Boozecan, by Chris Walter

Gofuckyerself Press, 264 pp, $10, softcover.

If the name of Chris Walter's publishing house hadn't already alerted you, the opening of his latest novel gives you fair warning that Boozecan isn't a polite read. Jake, the drug-dealing albino as slick as Sick Boy, sits drinking at the Luv-A-Fair, watching a jump-suited "hottie" at the bar whose "nipples are poking rudely against the thin cotton, and I can clearly see where her thong disappears into her ass". Proceeding to describe his cock's predictable reaction to this sight in the first of too many such references by most of the male main characters, Jake sets the tone for what follows: this is cartoonish, adolescent-maleí‚ ­fantasy material here, as full of clichés, over-the-top characters, sloppy sentences, and telegraphed intentions as any after-hours club at 4 in the morning.

The plot concerns a group of youth who'd been homeless Granville Street punks a few years back, brought together again by squeegee-wielding Donny and his dreams of opening a booze can in the 100 block of East Hastings, and who include his speed-freak buddy Slats, dealer Jake, nerdy Rod, and buxom Judy, whose job at a sex-goods store goes sour after being raped by a customer and then leered at by the police.
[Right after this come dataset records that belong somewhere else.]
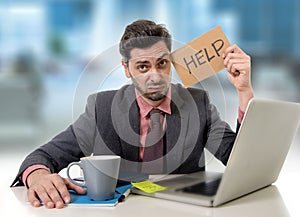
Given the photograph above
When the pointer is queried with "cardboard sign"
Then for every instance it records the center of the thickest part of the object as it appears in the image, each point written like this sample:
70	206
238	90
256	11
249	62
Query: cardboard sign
201	57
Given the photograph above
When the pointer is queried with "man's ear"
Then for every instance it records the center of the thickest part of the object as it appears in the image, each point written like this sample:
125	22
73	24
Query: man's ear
126	69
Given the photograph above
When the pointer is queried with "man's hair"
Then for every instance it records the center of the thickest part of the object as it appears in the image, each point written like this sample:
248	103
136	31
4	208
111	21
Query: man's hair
143	34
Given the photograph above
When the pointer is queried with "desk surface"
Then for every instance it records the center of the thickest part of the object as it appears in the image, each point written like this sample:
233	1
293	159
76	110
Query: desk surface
277	200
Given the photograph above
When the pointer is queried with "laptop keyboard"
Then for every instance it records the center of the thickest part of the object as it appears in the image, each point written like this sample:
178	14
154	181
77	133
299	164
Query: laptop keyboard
204	188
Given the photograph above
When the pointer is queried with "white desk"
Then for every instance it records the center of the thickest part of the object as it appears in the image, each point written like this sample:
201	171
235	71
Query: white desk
274	201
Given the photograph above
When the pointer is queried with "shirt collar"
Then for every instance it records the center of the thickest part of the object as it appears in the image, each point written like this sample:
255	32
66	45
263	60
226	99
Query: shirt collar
145	108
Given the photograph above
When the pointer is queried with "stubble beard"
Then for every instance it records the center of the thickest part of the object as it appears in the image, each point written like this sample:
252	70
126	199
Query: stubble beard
154	96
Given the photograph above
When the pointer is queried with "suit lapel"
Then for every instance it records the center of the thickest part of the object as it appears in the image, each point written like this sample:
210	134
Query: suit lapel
176	129
125	117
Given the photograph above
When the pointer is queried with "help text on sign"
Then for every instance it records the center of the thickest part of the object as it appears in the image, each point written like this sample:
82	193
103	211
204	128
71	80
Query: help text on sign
201	57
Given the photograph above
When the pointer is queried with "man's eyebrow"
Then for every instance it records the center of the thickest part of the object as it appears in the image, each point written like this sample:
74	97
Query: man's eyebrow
161	57
157	60
142	62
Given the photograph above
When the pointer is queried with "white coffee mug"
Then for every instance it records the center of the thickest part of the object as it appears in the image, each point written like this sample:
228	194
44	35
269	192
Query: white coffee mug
100	175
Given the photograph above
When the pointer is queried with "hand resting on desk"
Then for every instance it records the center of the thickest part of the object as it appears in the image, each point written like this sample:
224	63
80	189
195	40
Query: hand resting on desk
51	189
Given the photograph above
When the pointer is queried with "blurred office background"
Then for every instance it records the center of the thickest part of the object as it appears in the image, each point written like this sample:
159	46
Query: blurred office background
46	46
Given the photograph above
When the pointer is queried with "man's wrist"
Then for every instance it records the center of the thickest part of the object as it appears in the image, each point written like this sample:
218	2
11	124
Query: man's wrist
244	98
32	169
36	173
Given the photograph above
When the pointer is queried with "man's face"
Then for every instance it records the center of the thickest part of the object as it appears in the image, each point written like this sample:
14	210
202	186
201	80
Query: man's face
150	70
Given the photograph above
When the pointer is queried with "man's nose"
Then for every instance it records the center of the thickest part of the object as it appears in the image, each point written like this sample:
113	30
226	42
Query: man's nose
155	75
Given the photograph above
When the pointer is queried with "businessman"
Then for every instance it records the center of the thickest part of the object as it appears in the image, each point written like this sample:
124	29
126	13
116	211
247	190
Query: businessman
155	126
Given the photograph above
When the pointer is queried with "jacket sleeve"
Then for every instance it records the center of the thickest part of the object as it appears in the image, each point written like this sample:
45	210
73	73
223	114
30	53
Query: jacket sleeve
68	146
220	137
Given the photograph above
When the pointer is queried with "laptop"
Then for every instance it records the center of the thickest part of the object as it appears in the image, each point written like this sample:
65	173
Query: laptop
258	154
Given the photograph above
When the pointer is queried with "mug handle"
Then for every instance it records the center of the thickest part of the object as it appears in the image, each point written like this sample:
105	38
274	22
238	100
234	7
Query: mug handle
72	180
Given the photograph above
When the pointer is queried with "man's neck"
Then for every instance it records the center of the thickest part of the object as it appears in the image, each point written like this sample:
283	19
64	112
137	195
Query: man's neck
153	103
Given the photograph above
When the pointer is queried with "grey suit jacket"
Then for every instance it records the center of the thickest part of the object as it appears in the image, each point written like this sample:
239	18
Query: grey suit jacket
110	125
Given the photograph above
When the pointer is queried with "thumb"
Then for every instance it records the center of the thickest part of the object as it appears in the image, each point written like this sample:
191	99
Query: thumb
76	188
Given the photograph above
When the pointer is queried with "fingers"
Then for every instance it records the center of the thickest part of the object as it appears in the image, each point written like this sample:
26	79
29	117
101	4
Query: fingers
74	187
235	60
51	190
232	49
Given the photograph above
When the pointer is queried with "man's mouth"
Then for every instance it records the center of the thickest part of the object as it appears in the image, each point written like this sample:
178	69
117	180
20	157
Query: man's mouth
155	88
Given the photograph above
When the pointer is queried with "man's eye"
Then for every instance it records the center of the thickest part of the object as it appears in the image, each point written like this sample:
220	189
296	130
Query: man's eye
142	68
163	63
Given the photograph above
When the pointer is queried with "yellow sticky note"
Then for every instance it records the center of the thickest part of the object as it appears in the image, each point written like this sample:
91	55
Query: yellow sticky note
148	187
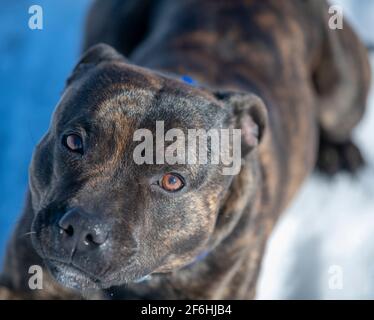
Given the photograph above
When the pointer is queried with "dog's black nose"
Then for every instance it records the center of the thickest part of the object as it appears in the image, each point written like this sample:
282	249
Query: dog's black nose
84	229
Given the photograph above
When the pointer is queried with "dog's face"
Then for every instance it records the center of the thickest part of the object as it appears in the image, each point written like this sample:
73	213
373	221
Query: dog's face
101	219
To the stereotypical evil cops add thuggish bikers, washed-up rockers, coked-out strippers, and a host of other Central Casting characters, and you wonder whether or not Walter sees the irony in his character Rod telling us that "People today have no real feelings, and simply fake their way through life mimicking behaviour they've seen on TV. We're all B-Grade actors reading the same bad script."
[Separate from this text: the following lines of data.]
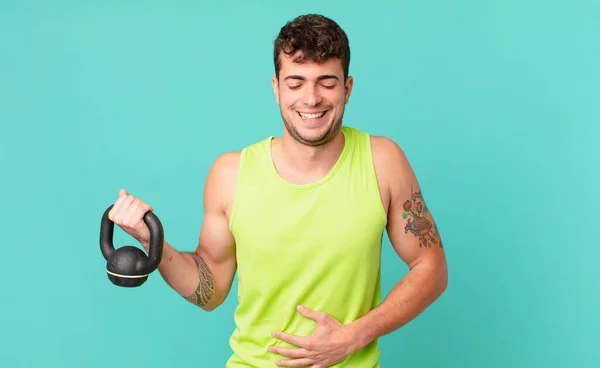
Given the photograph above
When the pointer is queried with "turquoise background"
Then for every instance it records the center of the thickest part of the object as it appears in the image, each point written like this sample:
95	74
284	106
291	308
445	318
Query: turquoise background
496	104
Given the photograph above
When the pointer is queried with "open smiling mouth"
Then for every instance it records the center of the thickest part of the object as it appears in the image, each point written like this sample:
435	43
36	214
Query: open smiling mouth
316	115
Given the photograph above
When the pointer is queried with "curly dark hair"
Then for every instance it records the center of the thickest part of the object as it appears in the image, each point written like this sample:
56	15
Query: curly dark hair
319	38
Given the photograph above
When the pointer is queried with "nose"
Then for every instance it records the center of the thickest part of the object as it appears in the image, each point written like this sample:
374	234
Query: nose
312	97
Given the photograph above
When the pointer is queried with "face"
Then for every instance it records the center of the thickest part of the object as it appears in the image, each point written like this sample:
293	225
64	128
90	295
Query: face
312	98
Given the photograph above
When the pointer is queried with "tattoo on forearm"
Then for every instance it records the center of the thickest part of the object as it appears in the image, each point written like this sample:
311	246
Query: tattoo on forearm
206	288
416	210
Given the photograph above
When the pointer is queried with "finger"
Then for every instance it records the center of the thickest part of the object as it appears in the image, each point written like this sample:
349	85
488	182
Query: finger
289	352
123	212
292	339
112	214
304	362
135	213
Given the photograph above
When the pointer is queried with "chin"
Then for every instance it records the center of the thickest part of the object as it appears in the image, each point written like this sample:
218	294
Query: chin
313	135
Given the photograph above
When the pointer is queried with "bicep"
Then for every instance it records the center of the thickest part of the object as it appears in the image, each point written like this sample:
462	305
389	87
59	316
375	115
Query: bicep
411	226
216	245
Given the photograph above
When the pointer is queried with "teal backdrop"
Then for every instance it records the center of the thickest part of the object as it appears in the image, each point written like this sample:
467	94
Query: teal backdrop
496	104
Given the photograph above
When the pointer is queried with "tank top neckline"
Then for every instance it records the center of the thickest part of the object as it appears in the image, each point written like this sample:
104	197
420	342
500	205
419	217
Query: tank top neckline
273	170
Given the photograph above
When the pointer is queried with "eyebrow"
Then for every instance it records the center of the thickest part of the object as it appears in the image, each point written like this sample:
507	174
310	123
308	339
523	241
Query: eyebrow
321	77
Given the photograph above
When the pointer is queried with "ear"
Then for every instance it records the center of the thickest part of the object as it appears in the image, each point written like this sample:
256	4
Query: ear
275	83
348	87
The local flavour, production values, and sheer chutzpah involved in self-publishing a fat book like this deserve some recognition (see punkbooks.com/ for info), but the lack of editorial polish keeps it from being what it might've aspired to: a dime-store pulp novel using punk as a theme.

And as the Dead Kennedys sang in "Nazi Punks Fuck Off": "Punk ain't no religious cult/Punk means thinking for yourself/You ain't hardcore 'cause you spike your hair/When a jock still lives inside your head".